[Feat] Single Batch Overlap (SBO): Overlaping of Down GEMM with Combine Send #183

Sulfur6 · 2025-09-02T14:32:01Z

1. Motivation

The optimization effect of Two-Batch Overlap (TBO) is suboptimal for the Decode phase on low-compute-power cards (i.e., H20). This is due to two main factors: First, on the Hopper architecture, the WGMMA block_m is 64. Consequently, when TBO is enabled with a small Decode batch size, the MLP GEMM suffers from redundant computations. A positive throughput gain is only observed at larger batch sizes (e.g., 64, 128). Second, at these larger batch sizes, low-compute-power cards like the H20 fail to meet the SLA guarantees for TPOT/ITL.

Therefore, it is necessary to find a solution that can improve Decode throughput even with small batch sizes.

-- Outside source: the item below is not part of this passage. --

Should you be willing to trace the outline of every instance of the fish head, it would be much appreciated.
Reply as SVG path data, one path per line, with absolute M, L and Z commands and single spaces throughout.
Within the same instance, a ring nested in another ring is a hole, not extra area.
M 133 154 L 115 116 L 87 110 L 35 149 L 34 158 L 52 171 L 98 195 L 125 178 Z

Single Batch Overlap (SBO) presents itself as a viable solution.

We implement SBO for DeepSeek v3/R1 by modifying DeepEP and DeepGEMM, including the overlap of Shared Expert and Dispatch Recv, as well as the overlap of Down GEMM with Combine Send.

The overlap of Down GEMM with Combine Send is implemented by modifying SGlang, DeepEP and DeepGEMM, with the detailed implementation available in the PRs below:

DeepEP: [Feat] Single Batch Overlap (SBO): Overlaping of Down GEMM with Combine Send DeepEP#390.
DeepGEMM: this PR.

We also conducted integration and evaluation in SGLang: sgl-project/sglang#9660.

Since the latest version of SGLang depends on the branch https://github.com/sgl-project/DeepGEMM/tree/sgl, you should not use this branch when starting SGLang. Instead, you should use the branch developed based on the sgl branch https://github.com/Sulfur6/DeepGEMM/tree/sbo.v2.sgl.

2. Overlap Design

SBO implements two overlap for the MoE layers of DeepSeek-V3/R1. One is to overlap the Shared Expert computation with the Dispatch Recv communication, and the other is to overlap the Down GEMM computation with the Combine Send communication.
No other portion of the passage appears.